Heinz Nixdorf Institute, Chair for Product Creation, Paderborn University, Paderborn, Germany

Abstract

Strategic planning of products and production systems is the key to create business opportunities utilizing the full potential of evolving technologies, to adapt to changing markets and to enhance time-to-market. As a prerequisite, methods and tools like Scenario Technique approaches need to be more intuitive and efficient. To increase the availability, timeliness, data security and forecast reliability, the Integrated Scenario Data Model (ISDM) has been designed as an instrument to extend evidence-based influences on strategic planning and engineering. The approach is based on a model-based integration of existing complementary data resources, formats and standards (e.g., STEP, SCOR, ISCL and ISA-95). The main contribution is based on an analysis and semantic mapping of available information resources and the required inputs for scenario based engineering. It facilitates the aggregation of trend data representing especially economic and political impact factors, data acquired from product lifecycle management tools (including, e.g., ERP, MES and PDM systems) as well as constraints, for instance determined by ethics and legislation.

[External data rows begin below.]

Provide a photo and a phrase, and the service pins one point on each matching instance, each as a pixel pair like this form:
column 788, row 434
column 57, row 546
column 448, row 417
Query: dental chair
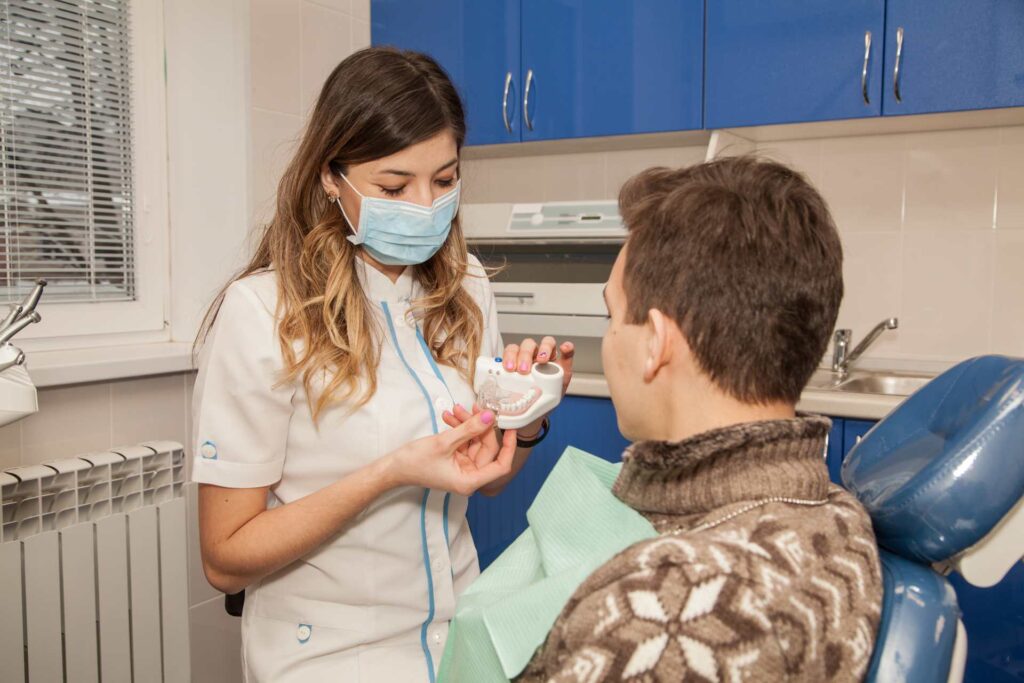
column 942, row 478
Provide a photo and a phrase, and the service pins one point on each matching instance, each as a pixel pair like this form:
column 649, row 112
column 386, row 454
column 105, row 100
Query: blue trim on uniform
column 430, row 585
column 423, row 504
column 448, row 499
column 409, row 368
column 430, row 358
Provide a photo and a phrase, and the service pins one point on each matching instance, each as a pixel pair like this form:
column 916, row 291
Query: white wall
column 932, row 226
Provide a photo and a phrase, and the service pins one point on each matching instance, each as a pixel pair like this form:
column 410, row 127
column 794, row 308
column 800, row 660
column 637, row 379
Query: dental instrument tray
column 517, row 399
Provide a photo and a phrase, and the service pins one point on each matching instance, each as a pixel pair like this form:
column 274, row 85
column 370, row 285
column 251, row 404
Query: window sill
column 49, row 369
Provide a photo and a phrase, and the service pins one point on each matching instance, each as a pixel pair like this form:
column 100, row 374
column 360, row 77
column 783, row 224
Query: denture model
column 517, row 399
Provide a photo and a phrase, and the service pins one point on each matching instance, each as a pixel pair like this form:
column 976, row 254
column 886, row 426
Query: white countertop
column 107, row 363
column 838, row 403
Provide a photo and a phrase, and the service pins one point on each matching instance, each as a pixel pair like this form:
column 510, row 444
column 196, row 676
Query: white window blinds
column 66, row 150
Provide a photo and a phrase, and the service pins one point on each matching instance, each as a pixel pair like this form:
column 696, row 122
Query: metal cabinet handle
column 505, row 101
column 899, row 53
column 525, row 99
column 513, row 295
column 863, row 71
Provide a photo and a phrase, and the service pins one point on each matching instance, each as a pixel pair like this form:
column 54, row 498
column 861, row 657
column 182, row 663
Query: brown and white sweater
column 763, row 569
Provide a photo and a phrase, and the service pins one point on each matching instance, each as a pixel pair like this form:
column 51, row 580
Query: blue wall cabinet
column 853, row 431
column 610, row 68
column 477, row 42
column 953, row 55
column 835, row 451
column 792, row 60
column 587, row 423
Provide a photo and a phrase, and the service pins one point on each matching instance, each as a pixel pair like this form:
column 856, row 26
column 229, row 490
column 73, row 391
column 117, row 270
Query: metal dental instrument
column 23, row 310
column 22, row 324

While models exist in all relevant fields, there is no transparent and integrative approach for the creation of future scenarios available so far.

Thus, the ISDM increases the reliability of scenario creation and of business model development and reduces the efforts for iterative or even agile application in product development processes.

Keywords:

Scenario technique, Strategic planning, Product development, Data management, Semantic modeling

1 INTRODUCTION

Strategic planning of products and production systems nowadays means to create business opportunities utilizing the full potential of evolving technologies and interconnected, global markets [1]. New business models [2] are essential taking into account the highly dynamic innovations from all relevant disciplines [3]. Targeting an enhanced time-to-market in general, strategic planning needs to speed up significantly [4]. However, contemporary Scenario Technique approaches are characterized by manual

provision with required input information (such as environmental, social, political and technological trends) and meta-information (like probability and interdependencies of trends); trend estimation, assessment of risks and experience with previous products are collected by manual estimation and time consuming interviews, literature research and discussion with strategic planners and CEO's [5]. Depending on low quality of input information, it is rather unrealistic to forecast reliable scenarios for the future.

To increase the availability, timeliness, data security and forecast reliability, an Integrated Scenario Data Model (ISDM) has been developed and will be described in this contribution. The ISDM represents an instrument to extend evidence-based influences on strategic planning and engineering. The approach is based on a model-based integration of existing data resources, formats and standards. The ISDM maps the semantics of available information resources and the required inputs for scenario based engineering. It facilitates the aggregation of:

 Trend data representing especially economic and political impact factors

 Data acquired from product lifecycle management tools (including, e.g., Manufacturing Execution and Product Data Management Systems)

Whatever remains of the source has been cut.